Using the optimal decay parameter, we train a sequential neural network that is composed of 3 layers, the input layer, a hidden layer of 25 neurons with ReLU activation function, and an output softmax layer. We then instantiate an optimizer with learning rate 𝛼=0.01, L2 regularization with weight decay parameter 𝛽=10−6 for 1000 epochs. The train and test accuracies against epochs graph is plotted as shown below. We can also observe that the test accuracy is higher than that of the baseline model at 0.9263 for the 1000th epoch.

 

 

 

 

 

Question 5
a)     Plot the train and test accuracy of the 4-layer network.

 

 

 

b)     Compare and comment on the performances of the optimal 3-layer and 4-layer networks.

For the optimal 3-layer network, we obtained a final test accuracy of 0.9263 and a test loss of 0.2096, whereas for the 4-layer network, , we obtained a final test accuracy of 0.9107 and a test loss of 0.2328. This shows that a 3-layer with optimal parameters can perform better than a 4-layer “deeper” network that does not have the optimal parameters. This tells us that tuning of network parameters is more important than utilizing a deeper neural network. Therefore, we must always tune the parameters of our neural networks for each task on hand to ensure that the performance of the network is the most optimal and we are able to achieve the best possible accuracy for a network of that particular depth.
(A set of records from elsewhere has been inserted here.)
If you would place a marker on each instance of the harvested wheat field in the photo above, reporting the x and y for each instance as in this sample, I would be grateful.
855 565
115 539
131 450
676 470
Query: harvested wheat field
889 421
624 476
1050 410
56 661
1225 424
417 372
We can also observe from the train and test accuracy graphs of the optimal 3-layer and 4-layer networks that an optimized network is able to learn faster and converge faster. Form the graphs we can see that the test loss for the 3-layer network converges at close to the 0th epoch whereas the test loss for the 4-layer network converges at close to the 100th epoch.

 

Conclusions
From the results obtained from the experiments conducted above, we can conclude that tuning of the various parameters of a neural network is very important. For the baseline model, we have a sequential neural network that is composed of 3 layers, the input layer, a hidden layer of 10 neurons with ReLU activation function, and an output softmax layer, instantiated with an optimizer with learning rate 𝛼=0.01, L2 regularization with weight decay parameter 𝛽=10−6. For this baseline model, we were able to only obtain test accuracies around 0.9, whereas after we used the optimal batch size, number of neurons in the hidden layer as well as the optimal weight decay, we were able to achieve test accuracies around 0.92. 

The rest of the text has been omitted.